抜け道

561 :536:2007/10/14(日) 09:45:01 ID:XCQ2UXo00
>>553
他人事っぽいけど、いっしょに仕事をする俺ら学生にとっても
そういう人達やだったよ。


K市のバイパス外側は広大な田園地帯で、田んぼと空き地が多く家はまばら、
ぶっちゃけ寂しい。
家が少ないんだから読者も少ないわけで、その分担当区域の面積が広がる。
カブに乗って、AM3:00~6:00くらいの間に70km以上走りつつ配達しなけりゃならない。
広い分、不気味なところも多くかなり変な体験もした。しかしいずれも俺一人の
体験だから信憑性に欠ける。怖くも長くもないが、目撃者がいる話を。

前述のようにシビアな区域なので、新規や試読の家でもあれば、事前にゼンリンの地図などで
念入りに調べておく。これ大事。
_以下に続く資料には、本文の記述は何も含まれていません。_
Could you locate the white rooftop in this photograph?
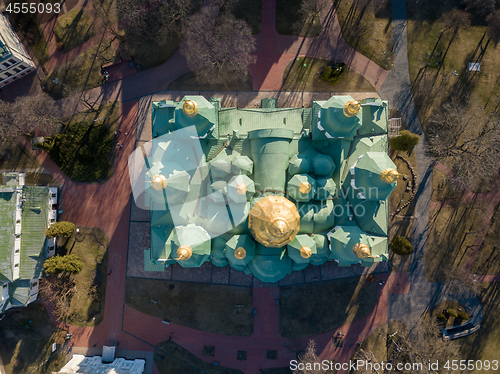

現地は大概まっくらだから、頭に地図叩き込む。

その時の新規さんのお宅のまん前に、地図上では寺と林だかなんだかの土地に挟まれた
抜け道のようなものが曖昧に表記されていた。ちょっと怪しいが、これ使わないとひどい
遠回りになるので、とりあえずそこにアタックしてみることにした。

飛ばしまくって、やっとこさ件のところに。
今いる道と平行に走る道が、寺の向こう側にあって、そんでどうも目当ての家らしき黄色い
明かりが、擁壁っぽいのに挟まれた隙間の向こうに見えた。これが抜け道か。
明かりは他に無くて、道もどうやら舗装されてないみたいで不安ではあるが、
何しろ急いでいるのです。突っ込んだ。
木の枝でも垂れているのか視野が暗くなりはしたがすぐに出た。小奇麗な一軒家に
朝刊を入れ、またカブにまたがろうとすると、ちょっと離れた家の前で、
他の新聞屋が二人(たぶん引継ぎのために順路教えてたんだろ)、面食らった感じで
こっちを見て立ってた。
横を通り過ぎようとするときも露骨にこっちを目で追うので、
「なんかありました?」と尋ねたら、おっさんの方が
「・・・あんたどっから来た・・・」は?

「市内の○○新聞の店ですけど、何か」
「違えだろっ ほら」
「出身なら東京ですけど」せっかちな俺が答えてると、おっさん指差してる。
その先にあるのは、5、6段積みあがっただけのコンクリートブロックの壁。
おっさん怒ったように「ほらぁ!!」と言い、指差しながら壁に向かってゆく。
どこまで行くんだと見てたら、さっき入れたお宅の前まで歩いていった。
そこで気づいた。さっき通った俺の道が無い。
「は!? あれ? これ!?」
仕事モードのときの俺は、驚きこそすれ恐怖・ショックは薄いので、躊躇せず
壁の向こう側を覗く、貧相な墓だか碑だかがランダムに立ってた。
おっさん「おいやめとけっ、なんか化かされてるんと違うか、さっさと行こうやもう」

お互いどういう状況だったのかを教えあうまもなく二人は去って、俺も仕事モード
だったので特に違和感無く配達続行。飛ばしてる間の事故のほうが現実的に
怖かったので、すぐにさっきの恐怖感は無くなった。

昼間来てみると、墓のほうへの道が半分くらいあるだけで開通してはおらず、
古墳みたいなこんもりした盛り土や、擁壁なんかも無かった。
寺は廃寺って感じで、絶対近づきたくない雰囲気。念のため失礼の無いように
碑などを確認したが、大してヒントになるようなものは無し。
そのお宅は1ヶ月で止まったので助かった。